Brian Solis posted on the Pew Research poll that showed that more and more Americans are getting their national and international news from the internet than from newspapers. Yeah, yeah, we've all heard that.
But numbers are funny things. I'm a hoarder of information. Something about the numbers of the Pew poll rang a bell, so I start rummaging through my college papers and found a Gallup poll from 1972. Let's compare.
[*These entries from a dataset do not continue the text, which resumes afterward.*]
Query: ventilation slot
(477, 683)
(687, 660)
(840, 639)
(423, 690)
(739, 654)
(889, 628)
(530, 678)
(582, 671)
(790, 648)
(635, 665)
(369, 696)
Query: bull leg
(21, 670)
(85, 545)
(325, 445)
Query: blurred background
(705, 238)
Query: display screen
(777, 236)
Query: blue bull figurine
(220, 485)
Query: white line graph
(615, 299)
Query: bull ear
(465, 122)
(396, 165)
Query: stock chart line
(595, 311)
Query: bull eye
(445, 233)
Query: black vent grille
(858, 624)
Pew said that 40 percent of respondents in their American poll (a little more than 1400 people) got their news primarily from the Web, as oppose to 24 percent in 2007. Big jump. 70 percent said they got their news primarily from broadcast as opposed to 74 percent in 2007. (Let's not quibble that 40 and 70 add up to 110, these are polls after all.) And that 35 percent got their news from newspapers primarily (yeah, yeah now we're up to 145 percent, focus here) which is actually up 1 percent from 2007.
But my article about Gallup from 1972 said that 74 percent of the respondents said they got their news primarily from broadcast and 30 percent got it from print.
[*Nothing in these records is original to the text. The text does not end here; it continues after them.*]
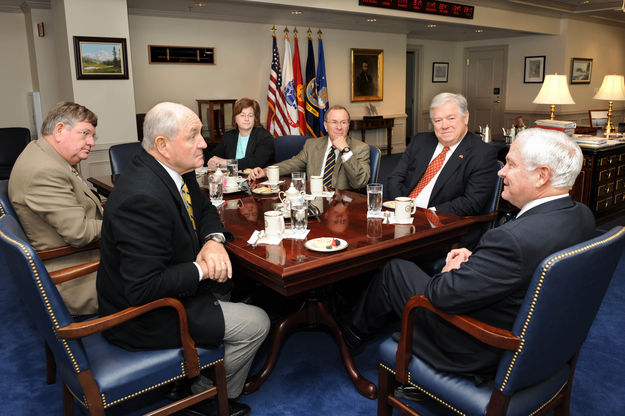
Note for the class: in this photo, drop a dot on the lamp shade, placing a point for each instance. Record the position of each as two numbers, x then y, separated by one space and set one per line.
612 88
554 91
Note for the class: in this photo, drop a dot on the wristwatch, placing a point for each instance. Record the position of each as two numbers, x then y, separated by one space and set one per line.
215 237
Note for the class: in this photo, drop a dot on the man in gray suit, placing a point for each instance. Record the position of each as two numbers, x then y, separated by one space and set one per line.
54 203
349 166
So if those polls are correct, print has held steady as the primary source of news for a third of the population for more than 30 years, and it is broadcast that is getting beat to a pulp by the web.
But as I said, numbers are funny things, because the most read news website, according to organizations like Digg and delicious, is the New York Times, which I believe is considered a traditional print organization. Going all the way down the food chain to the b:b publications, one of the most read news websites is EE Times, which is also a print publication.
So what does this tell me? It tells me that print houses have used the web to take back what they lost to broadcast in the mid 20th century, and that traditional print journalism is the most trusted form of news be it actual print or web publications.
Now how do we get industry to support that with revenue? That's the real question.